Radicalisation is a threat common to the region.

July 01, 2015 02:09 am | Updated November 16, 2021 05:24 pm IST - New delhi:

Prime Minister Narendra Modi will visit Kazakhstan, Kyrgyzstan, Uzbekistan, Tajikistan and Turkmenistan next week. File photo

Prime Minister Narendra Modi will visit Kazakhstan, Kyrgyzstan, Uzbekistan, Tajikistan and Turkmenistan next week. File photo

Countering the spread of Islamic State (IS) terror will be a key part of Prime Minister Narendra Modi’s eight-day visit to five Central Asian states — Kazakhstan, Kyrgyzstan, Uzbekistan, Tajikistan and Turkmenistan — next week (July 6-13), as those states gear up to battle the Islamic State’s rising influence. Mr Modi will also travel to the Russian city of Ufa to attend the BRICS and SCO summits affording him two opportunities to meet the Central Asian leaders and discuss counter-terrorism cooperation, sources told The Hindu .
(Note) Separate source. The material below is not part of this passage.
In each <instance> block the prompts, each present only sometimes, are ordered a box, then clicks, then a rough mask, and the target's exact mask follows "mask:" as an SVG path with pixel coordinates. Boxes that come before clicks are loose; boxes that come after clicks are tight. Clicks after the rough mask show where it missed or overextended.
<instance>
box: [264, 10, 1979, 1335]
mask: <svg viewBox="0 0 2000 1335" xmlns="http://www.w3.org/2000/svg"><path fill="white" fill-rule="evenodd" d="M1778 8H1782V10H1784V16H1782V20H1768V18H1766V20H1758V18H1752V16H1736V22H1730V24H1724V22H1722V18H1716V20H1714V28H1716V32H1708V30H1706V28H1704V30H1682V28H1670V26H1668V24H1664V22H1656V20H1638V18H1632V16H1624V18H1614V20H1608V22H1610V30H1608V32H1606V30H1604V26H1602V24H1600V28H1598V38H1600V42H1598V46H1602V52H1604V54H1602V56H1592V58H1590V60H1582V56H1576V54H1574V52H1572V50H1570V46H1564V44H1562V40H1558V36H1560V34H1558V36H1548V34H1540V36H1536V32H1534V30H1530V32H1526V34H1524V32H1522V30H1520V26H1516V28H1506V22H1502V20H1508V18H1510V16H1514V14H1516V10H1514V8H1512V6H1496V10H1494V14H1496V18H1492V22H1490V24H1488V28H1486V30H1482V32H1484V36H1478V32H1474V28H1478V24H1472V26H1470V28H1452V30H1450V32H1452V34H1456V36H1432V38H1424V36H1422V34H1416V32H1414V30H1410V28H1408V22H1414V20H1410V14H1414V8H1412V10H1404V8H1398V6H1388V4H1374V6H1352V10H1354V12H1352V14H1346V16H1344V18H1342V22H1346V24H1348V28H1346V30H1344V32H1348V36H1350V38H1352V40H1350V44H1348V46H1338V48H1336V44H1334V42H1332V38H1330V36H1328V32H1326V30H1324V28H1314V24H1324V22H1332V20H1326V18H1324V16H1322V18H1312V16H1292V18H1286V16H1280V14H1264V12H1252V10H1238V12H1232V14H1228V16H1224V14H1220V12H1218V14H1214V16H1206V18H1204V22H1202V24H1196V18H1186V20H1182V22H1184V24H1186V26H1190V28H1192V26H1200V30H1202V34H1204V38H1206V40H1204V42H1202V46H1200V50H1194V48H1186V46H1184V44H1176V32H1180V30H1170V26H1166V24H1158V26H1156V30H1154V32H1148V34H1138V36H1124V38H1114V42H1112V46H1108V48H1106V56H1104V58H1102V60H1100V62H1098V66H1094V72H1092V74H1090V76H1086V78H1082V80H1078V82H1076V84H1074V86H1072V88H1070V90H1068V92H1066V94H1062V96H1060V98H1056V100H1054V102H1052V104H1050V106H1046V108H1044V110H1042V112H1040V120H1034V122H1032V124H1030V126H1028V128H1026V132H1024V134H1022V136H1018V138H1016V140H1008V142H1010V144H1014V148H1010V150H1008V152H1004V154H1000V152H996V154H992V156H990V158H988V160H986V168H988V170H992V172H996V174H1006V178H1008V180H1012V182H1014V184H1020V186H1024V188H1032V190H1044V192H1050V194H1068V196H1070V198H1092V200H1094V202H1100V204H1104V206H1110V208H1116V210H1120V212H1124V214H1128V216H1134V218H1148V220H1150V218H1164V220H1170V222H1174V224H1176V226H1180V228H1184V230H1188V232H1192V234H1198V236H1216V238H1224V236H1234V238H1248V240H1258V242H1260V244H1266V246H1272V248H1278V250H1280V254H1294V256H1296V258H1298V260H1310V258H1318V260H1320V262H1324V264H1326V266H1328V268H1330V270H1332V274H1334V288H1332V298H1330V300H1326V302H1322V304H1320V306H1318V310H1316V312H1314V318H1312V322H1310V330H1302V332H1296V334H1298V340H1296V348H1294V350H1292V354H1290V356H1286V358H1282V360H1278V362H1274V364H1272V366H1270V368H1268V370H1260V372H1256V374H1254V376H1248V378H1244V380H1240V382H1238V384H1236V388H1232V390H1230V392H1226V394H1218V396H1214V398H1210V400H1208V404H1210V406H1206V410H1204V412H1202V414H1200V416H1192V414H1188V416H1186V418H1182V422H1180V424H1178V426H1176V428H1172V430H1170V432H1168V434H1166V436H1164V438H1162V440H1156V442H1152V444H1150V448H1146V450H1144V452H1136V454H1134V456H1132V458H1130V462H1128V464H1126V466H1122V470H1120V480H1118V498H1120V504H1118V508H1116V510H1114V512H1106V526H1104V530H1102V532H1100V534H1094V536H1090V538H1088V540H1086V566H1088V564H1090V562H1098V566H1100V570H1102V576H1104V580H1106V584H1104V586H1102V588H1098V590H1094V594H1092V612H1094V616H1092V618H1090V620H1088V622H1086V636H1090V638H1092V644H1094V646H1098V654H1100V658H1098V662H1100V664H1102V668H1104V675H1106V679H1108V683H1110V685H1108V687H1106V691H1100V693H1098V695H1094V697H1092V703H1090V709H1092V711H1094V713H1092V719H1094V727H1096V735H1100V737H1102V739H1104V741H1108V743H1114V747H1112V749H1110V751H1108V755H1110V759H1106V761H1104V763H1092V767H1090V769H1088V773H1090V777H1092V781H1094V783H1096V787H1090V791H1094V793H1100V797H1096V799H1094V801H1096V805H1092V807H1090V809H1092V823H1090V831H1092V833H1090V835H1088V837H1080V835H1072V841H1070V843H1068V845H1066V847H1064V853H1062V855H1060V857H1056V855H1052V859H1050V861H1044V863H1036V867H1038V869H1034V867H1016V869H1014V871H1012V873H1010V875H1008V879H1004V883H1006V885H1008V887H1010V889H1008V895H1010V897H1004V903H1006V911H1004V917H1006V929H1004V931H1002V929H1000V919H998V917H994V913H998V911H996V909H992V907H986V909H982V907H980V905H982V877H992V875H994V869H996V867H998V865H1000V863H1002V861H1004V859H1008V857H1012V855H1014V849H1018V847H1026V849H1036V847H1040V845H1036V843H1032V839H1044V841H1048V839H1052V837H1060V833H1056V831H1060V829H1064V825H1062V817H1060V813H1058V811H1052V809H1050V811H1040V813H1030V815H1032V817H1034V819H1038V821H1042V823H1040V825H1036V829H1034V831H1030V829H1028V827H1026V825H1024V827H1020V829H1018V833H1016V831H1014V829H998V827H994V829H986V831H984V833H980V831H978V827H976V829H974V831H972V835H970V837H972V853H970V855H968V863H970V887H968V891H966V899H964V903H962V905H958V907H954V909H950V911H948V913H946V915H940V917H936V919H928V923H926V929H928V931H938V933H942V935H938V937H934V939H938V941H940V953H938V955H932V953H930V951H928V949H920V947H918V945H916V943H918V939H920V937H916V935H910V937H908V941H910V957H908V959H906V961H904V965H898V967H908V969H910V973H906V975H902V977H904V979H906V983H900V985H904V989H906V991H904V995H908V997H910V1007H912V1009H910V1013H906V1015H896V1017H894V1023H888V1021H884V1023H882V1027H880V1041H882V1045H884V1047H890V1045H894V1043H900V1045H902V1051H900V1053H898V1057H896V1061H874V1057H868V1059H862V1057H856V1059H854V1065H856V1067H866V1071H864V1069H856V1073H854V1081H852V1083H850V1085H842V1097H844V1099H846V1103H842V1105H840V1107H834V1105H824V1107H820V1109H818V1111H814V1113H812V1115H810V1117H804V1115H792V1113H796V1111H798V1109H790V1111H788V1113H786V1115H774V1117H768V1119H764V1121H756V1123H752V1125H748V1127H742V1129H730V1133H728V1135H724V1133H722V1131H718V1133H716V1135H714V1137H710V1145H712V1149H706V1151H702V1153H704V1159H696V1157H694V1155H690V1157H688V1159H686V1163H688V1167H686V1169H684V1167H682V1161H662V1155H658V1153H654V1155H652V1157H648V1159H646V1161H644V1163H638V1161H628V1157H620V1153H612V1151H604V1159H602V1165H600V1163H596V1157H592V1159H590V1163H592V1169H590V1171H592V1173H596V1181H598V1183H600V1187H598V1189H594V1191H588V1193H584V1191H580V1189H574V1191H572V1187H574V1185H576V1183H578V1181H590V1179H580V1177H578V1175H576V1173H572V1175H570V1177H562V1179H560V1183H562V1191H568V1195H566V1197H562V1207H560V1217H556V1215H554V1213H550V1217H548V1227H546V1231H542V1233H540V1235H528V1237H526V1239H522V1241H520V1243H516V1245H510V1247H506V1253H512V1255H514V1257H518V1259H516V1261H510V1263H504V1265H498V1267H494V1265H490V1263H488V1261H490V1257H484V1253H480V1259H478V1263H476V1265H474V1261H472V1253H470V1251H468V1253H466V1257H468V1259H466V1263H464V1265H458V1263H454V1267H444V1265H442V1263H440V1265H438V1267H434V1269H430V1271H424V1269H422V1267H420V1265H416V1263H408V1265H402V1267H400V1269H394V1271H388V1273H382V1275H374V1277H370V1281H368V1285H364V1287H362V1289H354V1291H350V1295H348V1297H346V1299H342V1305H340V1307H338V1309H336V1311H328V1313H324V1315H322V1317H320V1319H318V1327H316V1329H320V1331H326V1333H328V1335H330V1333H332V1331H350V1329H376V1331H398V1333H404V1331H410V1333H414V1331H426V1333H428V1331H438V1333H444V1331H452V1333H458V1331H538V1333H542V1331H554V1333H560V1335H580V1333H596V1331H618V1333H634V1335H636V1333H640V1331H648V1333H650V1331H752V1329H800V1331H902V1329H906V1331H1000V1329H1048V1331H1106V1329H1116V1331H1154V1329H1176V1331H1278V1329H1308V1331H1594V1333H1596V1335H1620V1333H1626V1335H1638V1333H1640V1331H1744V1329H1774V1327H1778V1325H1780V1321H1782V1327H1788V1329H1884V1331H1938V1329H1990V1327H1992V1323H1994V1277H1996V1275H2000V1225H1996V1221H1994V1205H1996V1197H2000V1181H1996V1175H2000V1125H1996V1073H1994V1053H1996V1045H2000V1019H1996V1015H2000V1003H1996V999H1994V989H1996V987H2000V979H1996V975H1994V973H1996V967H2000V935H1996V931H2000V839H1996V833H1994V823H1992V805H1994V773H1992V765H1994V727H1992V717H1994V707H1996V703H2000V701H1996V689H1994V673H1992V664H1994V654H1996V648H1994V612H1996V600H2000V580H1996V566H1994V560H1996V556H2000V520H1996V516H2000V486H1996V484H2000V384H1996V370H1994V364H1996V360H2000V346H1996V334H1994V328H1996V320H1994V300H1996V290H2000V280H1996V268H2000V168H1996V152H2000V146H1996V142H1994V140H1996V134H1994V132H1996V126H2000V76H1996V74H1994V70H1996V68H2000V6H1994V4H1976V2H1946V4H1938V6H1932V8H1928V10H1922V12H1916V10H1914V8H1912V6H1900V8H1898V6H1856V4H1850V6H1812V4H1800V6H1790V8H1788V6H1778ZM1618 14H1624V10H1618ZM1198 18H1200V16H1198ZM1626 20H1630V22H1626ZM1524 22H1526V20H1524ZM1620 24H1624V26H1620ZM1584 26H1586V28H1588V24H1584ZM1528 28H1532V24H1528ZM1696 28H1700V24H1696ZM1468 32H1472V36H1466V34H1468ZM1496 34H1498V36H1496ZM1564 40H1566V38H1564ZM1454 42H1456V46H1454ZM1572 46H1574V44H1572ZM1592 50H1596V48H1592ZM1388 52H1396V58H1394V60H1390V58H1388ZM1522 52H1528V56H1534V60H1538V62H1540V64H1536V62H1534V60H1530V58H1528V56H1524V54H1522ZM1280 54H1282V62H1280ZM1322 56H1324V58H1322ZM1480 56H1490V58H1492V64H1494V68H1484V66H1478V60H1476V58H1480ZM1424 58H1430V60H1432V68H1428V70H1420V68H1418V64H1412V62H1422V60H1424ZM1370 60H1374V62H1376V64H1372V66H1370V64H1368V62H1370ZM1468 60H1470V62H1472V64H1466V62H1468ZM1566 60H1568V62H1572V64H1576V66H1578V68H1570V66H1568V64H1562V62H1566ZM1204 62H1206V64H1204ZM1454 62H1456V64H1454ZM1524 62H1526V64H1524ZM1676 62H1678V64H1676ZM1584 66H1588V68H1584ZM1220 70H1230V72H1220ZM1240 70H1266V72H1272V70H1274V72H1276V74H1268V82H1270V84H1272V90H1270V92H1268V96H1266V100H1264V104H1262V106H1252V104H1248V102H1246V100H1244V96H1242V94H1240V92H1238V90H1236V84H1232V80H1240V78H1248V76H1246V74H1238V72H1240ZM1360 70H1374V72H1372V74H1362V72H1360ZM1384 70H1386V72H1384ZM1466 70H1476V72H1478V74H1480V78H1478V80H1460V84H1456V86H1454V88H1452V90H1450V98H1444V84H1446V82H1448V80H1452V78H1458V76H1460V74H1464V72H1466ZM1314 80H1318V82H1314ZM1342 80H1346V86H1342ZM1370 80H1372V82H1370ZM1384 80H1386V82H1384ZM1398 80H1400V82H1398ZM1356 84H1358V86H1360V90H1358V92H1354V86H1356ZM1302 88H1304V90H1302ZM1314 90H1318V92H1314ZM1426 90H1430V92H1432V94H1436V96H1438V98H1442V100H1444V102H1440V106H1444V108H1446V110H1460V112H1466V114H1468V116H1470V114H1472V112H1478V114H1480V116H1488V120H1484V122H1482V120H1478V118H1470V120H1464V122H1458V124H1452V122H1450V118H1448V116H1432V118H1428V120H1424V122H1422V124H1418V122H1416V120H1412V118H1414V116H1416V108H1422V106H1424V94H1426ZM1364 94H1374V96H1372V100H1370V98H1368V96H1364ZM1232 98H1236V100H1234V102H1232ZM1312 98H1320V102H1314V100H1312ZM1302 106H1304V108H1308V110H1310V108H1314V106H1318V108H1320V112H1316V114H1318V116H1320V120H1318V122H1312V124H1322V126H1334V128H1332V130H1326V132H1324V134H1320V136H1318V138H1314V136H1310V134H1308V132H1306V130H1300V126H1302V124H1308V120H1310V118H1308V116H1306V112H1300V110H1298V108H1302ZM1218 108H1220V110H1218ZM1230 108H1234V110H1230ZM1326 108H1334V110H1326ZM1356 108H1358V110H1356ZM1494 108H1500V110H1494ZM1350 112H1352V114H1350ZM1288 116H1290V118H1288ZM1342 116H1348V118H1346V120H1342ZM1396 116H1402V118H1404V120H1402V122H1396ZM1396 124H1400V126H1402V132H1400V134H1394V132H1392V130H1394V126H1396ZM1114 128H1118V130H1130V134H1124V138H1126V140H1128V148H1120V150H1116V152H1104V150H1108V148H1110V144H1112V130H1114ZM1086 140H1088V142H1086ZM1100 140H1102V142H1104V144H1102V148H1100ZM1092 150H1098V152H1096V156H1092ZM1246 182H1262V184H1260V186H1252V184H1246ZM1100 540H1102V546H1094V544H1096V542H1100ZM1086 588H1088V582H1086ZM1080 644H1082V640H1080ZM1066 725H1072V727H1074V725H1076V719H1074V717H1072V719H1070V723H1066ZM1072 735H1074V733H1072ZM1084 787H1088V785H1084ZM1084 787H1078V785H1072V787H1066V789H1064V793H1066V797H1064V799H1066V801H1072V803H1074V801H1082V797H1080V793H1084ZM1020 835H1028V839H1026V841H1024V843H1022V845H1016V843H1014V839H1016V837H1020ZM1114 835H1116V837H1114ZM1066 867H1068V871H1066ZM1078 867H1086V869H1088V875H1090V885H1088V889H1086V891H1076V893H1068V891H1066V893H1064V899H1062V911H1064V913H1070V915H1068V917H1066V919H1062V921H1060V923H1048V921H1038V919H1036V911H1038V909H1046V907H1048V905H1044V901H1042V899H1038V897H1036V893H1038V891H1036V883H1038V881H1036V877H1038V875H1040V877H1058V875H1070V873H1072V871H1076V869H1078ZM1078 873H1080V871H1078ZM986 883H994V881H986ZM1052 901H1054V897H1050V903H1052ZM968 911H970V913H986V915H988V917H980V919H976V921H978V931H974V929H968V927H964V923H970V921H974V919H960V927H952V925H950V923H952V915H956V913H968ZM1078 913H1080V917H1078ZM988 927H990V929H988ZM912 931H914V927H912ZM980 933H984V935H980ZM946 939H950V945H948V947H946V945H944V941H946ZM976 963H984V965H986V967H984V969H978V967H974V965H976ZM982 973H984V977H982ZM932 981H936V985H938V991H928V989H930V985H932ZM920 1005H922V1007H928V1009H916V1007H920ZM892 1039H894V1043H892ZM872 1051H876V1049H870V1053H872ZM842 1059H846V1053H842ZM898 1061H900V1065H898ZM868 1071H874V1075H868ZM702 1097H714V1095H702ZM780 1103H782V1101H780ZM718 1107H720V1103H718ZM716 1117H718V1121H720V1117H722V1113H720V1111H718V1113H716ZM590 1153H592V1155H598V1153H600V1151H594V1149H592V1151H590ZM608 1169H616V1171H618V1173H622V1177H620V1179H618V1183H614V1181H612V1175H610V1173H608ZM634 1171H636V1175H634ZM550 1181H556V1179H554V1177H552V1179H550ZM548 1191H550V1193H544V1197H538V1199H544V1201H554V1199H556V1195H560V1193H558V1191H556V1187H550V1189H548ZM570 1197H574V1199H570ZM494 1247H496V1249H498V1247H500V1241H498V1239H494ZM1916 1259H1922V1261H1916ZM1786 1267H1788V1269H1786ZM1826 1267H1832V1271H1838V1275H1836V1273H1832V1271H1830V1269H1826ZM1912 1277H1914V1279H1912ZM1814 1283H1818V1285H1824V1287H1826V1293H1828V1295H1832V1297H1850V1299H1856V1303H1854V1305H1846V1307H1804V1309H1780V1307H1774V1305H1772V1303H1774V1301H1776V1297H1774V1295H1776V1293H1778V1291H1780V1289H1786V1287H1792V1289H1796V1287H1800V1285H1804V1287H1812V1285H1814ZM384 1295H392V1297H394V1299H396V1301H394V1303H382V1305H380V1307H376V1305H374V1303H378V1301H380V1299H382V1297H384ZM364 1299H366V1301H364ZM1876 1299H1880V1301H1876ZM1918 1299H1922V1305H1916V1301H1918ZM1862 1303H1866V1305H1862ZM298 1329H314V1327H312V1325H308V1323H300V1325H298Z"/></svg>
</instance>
The Prime Minister will discuss counter-terror technology, training forces and also countering radicalism. Significantly, the government had also appointed former IB chief Asif Ibrahim as a special envoy recently, with a mandate to discuss the spread of IS and terrorism, and liaise with governments abroad on the issue.

The countries in the Central Asian region, all of whom have sizeable Muslim majority populations have been particularly worried recently about the growing numbers of their youth attracted to the IS terror group. In particular the announcement this week of Colonel Gulmurod Khalimov, commander of Tajikistan’s Interior Ministry Special Forces, joining the IS forces in Syria has sent shockwaves through these states that are known for practising a moderate, multi-ethnic version of Islam. In IS recruitment videos, Kazakh fighters have featured prominently, and both Uzbekistan and Kyrgyzstan’s intelligence agencies have claimed to have thwarted IS plots in their countries in the past few months. India has also been supportive of the efforts in these countries to curb radicalism.

In June, the U.S. State Department’s report on terrorism criticised many of the Central Asian countries for a crackdown on extremism, including Tajikistan for “prohibiting children under 18 from attending mosques”, and accused Turkmenistan’s government of “viewing conservative Islam with suspicion and exercising strict controls over the population.”

The Hijab has also been banned in many of these states, while men are discouraged from wearing long beards. “Given India’s efforts to counter Islamic radicalism, these Central Asian states, are natural allies,” an Indian official said.